Oddly, I'm probably one of the few people that doesn't subscribe to this path. The judging classes are great for learning how to be objective when it comes to BBQ, and how the rules, and form are perfected, but alas, it doesn't really convey what perfect BBQ tastes like, or how to achieve it. It gives some of the qualities, but actually sinking your teeth into a perfect-score rib, or a perfect piece of brisket gave me much more of an idea of the path to take.

That's just my .02 though... new cooks should definitely take a course if able, but to learn the rules, not to really know what a perfect rib tastes like. :p
 
This isn't the case in a KCBS competition, but the one-bite concept still applies. In KCBS the judges sit at tables of 6 and taste the food from 6 teams (unless there is an odd number of teams where a table may only get 5 teams' food). Even with only 6 teams food, however, if the judge ate everything put in front of them they would be eating around 2 lbs of food, so they usually take one or two bites.

Is this the case as well in pools of 200? What happens when these large comps run short on judges?
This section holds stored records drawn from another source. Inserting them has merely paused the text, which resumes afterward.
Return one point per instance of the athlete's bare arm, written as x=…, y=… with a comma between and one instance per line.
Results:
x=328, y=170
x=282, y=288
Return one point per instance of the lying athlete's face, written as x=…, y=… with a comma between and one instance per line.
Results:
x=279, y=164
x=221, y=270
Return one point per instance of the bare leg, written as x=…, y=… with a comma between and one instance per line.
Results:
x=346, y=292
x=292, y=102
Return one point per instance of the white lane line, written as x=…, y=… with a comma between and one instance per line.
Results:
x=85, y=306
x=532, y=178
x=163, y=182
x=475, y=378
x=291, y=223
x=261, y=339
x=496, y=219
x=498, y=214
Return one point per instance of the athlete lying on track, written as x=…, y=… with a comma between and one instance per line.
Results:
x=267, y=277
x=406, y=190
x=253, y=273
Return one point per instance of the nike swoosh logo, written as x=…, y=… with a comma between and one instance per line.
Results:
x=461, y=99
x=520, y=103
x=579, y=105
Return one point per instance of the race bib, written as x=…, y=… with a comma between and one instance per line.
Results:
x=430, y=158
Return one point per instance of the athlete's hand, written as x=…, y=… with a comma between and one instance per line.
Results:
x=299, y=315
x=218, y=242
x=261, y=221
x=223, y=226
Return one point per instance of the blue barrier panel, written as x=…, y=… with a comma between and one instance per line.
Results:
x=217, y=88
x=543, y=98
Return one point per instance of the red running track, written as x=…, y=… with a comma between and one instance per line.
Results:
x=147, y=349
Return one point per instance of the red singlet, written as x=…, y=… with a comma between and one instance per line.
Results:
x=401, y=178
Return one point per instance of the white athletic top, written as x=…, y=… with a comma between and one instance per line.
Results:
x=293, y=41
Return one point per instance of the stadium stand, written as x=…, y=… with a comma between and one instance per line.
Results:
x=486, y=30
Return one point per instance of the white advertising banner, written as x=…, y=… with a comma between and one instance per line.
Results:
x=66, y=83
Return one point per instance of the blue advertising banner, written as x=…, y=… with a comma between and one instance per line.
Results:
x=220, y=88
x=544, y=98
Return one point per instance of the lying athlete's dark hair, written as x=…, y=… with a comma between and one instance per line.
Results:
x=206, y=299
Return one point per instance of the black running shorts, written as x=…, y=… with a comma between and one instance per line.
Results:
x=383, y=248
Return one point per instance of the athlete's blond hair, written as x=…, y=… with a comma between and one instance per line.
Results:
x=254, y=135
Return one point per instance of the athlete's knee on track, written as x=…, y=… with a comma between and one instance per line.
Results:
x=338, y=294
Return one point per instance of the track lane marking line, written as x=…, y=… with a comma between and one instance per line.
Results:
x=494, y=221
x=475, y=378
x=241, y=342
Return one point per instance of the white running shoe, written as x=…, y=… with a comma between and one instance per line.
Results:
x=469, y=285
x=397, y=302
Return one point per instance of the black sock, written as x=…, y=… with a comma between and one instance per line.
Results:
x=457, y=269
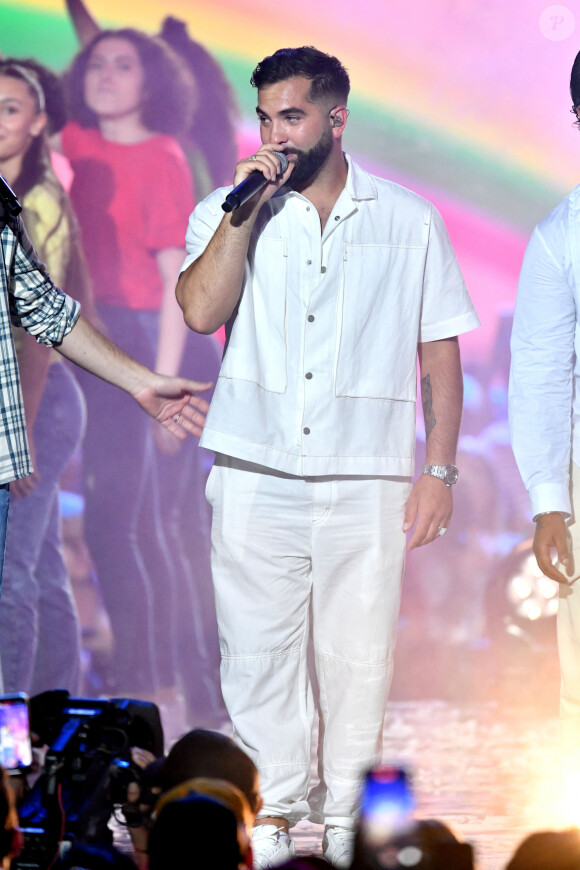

If chicken turn-in is at say, 12:00 on Saturday, there's usually not a plethora of non-team people milling about, let alone.. 200 extras. :shocked:
 
Funky, I agree with the CBJ class offering very little, however as a picture is worth a thousand words, I've always highly recommended that competitors sit and judge a few competitions to see what comes across the table and see what works, what doesn't, and why. To do this though the path is usually to become a CBJ.

The largest competition I was ever involved in had over 200 teams, and they had enough judges to have 6 at every table... A large part of organizing a competition, especially a sanctioned competition, is getting enough CBJ's. Prestige alone attracts judges to the larger comps.